I guess I just think about everything that happened that day, especially the little things. Like the other day I was at Barnes and Noble and noticed this massive section of Paranormal Teen Romance. So now I’m writing a story about a guy who goes into the bookstore looking for a book for his daughter. I don’t know where it’s going to go, but surely/hopefully it will go somewhere exciting. Probably lots of silly banter between the dad and the bookstore employee (who is a huge fan of the genre). Since most of what I have been writing is absurd lately, I guess I just try to think of things that haven’t been thought of before, and most of the ideas come from something that happened. I believe the story I wrote called ‘The Oaten Hands’ (the one where the guy has hands made of oats and becomes a horse whisperer) was written a day I ate a granola bar on a walk and got some oats stuck on my hands. Other times I have no idea where I got the idea. A very active imagination maybe? Lately I’ve been getting tons of ideas, but that seems to be how it goes; my head just gets flooded and I can’t seem to finish anything. Speaking of which, I should probably try to finish something now.
What are your writing goals for 2012?
- Get one of my four children’s books published.

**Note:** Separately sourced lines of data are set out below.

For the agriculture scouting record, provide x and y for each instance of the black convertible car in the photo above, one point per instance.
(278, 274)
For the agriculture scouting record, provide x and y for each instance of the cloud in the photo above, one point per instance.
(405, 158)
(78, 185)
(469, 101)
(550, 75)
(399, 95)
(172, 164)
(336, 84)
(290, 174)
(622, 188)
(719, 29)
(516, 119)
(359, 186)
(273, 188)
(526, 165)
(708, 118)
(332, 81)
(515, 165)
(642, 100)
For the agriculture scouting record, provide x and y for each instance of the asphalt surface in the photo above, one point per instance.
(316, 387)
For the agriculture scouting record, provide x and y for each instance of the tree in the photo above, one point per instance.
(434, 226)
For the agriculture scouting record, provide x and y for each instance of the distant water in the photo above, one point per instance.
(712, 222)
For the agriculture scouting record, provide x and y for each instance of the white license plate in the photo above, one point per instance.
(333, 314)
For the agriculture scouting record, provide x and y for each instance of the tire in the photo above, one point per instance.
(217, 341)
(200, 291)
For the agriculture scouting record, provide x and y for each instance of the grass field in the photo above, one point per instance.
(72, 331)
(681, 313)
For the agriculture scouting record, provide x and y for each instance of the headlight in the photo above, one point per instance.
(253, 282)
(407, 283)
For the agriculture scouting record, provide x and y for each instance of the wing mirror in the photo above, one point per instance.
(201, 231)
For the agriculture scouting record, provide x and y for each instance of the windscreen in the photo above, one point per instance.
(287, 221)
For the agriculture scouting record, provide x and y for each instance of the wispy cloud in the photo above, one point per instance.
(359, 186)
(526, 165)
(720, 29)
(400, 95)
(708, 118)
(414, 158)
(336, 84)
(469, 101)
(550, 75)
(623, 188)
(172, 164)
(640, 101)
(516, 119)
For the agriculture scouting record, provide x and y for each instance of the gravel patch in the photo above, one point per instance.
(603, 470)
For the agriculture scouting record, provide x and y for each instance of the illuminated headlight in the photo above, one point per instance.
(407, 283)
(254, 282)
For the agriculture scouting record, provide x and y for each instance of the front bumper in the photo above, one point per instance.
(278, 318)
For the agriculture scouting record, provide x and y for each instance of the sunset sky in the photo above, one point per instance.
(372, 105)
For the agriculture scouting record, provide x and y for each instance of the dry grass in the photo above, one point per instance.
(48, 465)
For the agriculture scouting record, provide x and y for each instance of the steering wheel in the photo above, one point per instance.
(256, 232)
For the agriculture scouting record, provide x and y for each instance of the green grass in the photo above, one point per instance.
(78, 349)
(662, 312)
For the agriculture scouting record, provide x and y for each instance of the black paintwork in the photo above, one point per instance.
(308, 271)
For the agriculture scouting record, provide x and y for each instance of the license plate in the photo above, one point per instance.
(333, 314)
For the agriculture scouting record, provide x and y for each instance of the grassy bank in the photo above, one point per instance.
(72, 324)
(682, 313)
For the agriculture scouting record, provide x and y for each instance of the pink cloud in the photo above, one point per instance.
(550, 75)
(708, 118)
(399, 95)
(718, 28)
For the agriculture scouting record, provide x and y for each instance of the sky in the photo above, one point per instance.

Anyone know a good agent?
- Submit an unpublished story to at least one publisher per day.
- Finish at least one short story per week.
- Finally get around to writing my second novel (loads of files of ideas and outlines have just been sitting around for several years).
- Market/publicize my novel and novella a little better (maybe a lot better).
Where can you be found online?
Goodreads, Facebook, Fictionaut, and of course at Bartleby Snopes. You can find a little list of my publications here: www.bartlebysnopes.com/ntower.htm
Thank you for having me on your blog. I’ve enjoyed my time here.